Les volumes de construction résidentielle ont éliminé une expansion de 2% dans les comptes du PIB du trimestre de mars. Ce fut la première augmentation du genre en sept trimestres.
De plus, le guide des données mensuelles sur le consentement du consentement, y compris la levée de 10,4% mardi, est plus latéralement que ci-dessous.

Tableau 6: Le seul moyen est actif
Il reste donc une sorte de récupération multiple et fragile. Les oscillations récentes pourraient affecter la récupération, mais il est peu probable qu’elles l’empêchent.
La communauté entrepreneuriale semble être d’accord. L’optimisme selon lequel les temps les plus brillants sont juste au coin de la rue persistent.
Deux des meilleures activités commerciales proviennent des enquêtes de confiance à la place et cette semaine a été conforme à un implicite implicite dans la croissance du PIB à environ 2,5% après toute l’année.
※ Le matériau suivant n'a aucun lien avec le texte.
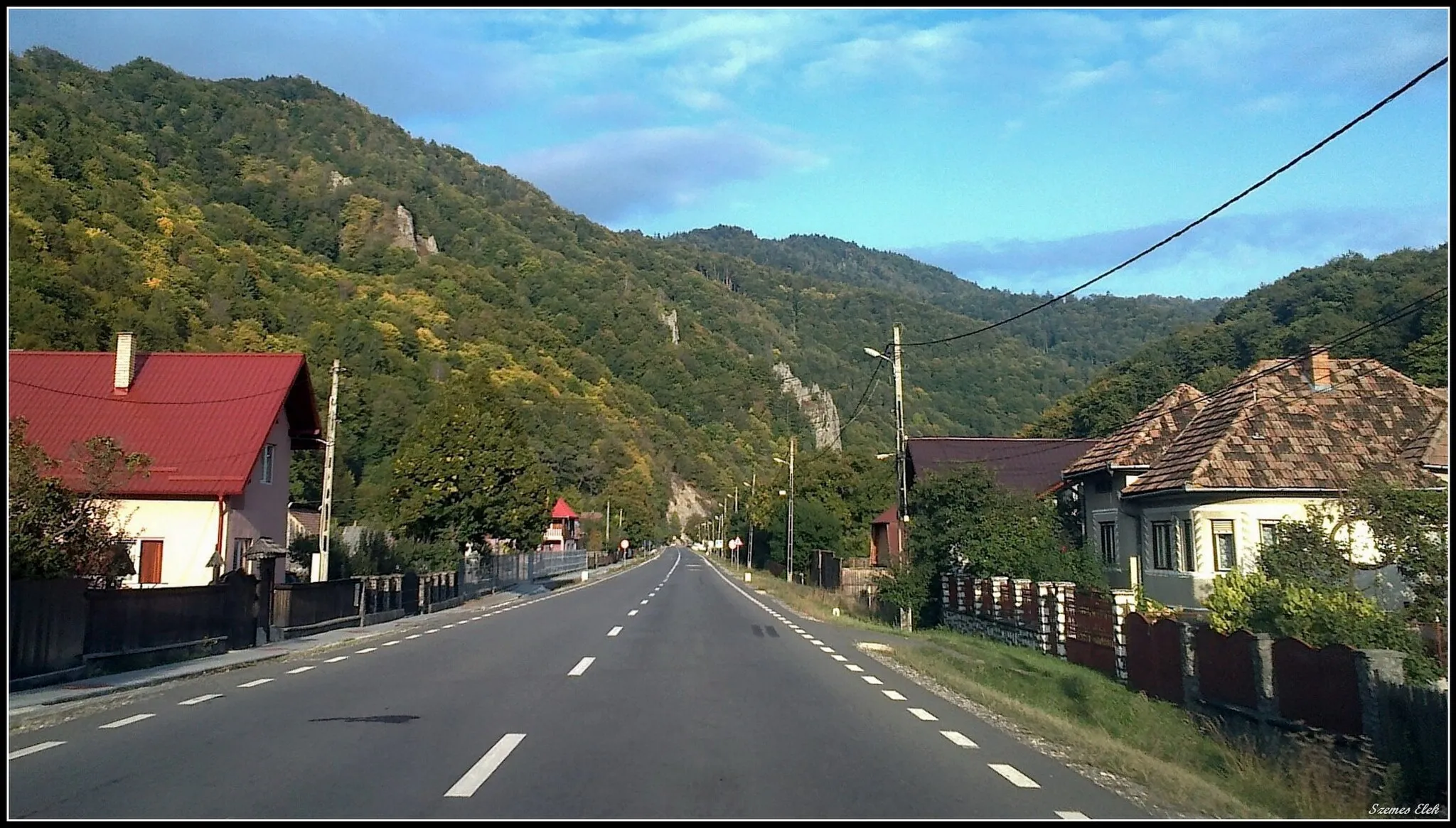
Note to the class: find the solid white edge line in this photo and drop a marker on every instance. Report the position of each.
(34, 750)
(960, 740)
(1014, 776)
(127, 721)
(482, 770)
(200, 699)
Graphique 7: Prenez le gel
Un élan économique constant est la condition préalable clé pour les entreprises afin de commencer à agir sur les intentions d’un emploi positif qui a signalé.
À ce jour, il y a eu de rares signes de tels. Les œuvres compilées et les publicités d’emploi, par exemple, restent douces.
Ces derniers sont désormais à des niveaux de 50% en dessous du pic de 2022 et conformes à nos prévisions pour une levée supplémentaire du taux de chômage à 5,3%.

Tableau 8: Payez les diapositives
Un nombre moins d’offres d’emploi réparties dans une population croissante signifie que la concurrence pour les travaux disponibles est intense. C’est l’un des nombreux symptômes d’un marché du travail qui se chevauchent, ce qui continue de soustraire la pression des salaires.
L’indice de salaire annoncé a glissé de 2,3% d’année en année en juin. Ceci est moins que bon nombre de nos partenaires commerciaux et fournit un signal fort que les données sur les salaires « officiels » du mois prochain enregistreront un coup similaire dans la croissance annuelle.

Graphique 9: une perspective de l’inflation ombragée
Sur nos prévisions, l’inflation menacera bientôt l’extrémité supérieure de l’intervalle cible de 1 à 3% de la RBNZ. Mais loin d’être symptomatiques d’une économie de surchauffe, les principaux collaborateurs sont les taux, l’alimentation et l’énergie.
La question entravée signifie que l’impulsion de l’inflation sous-jacente est faible. Par conséquent, le rendement prévu de l’inflation à environ 2% au milieu de -2026.
Mardi, deux des indicateurs de l’enquête commerciale NZier soutiennent cette vision d’une impulsion d’inflation à peine ci-dessous.

Tableau 10: Dernière danse de Dowrend
Pour résumer, l’économie a besoin d’un peu plus d’aide. Nous avons donc maintenu notre opinion selon laquelle le taux de trésorerie RBNZ officiel passera à un cycle minimum de 2,75%.
Ce que nous avons changé, c’est la phase des coupes attendues. Voyons maintenant une pause à la réunion RBNZ la semaine prochaine et un point bas en octobre.
Notre vision la plus importante n’a pas changé: les taux de vente au détail à court terme ont peut-être 20 à 40 BB de désavantage, mais la plus grande image est que nous sommes dans la dernière danse de la tendance à la baisse.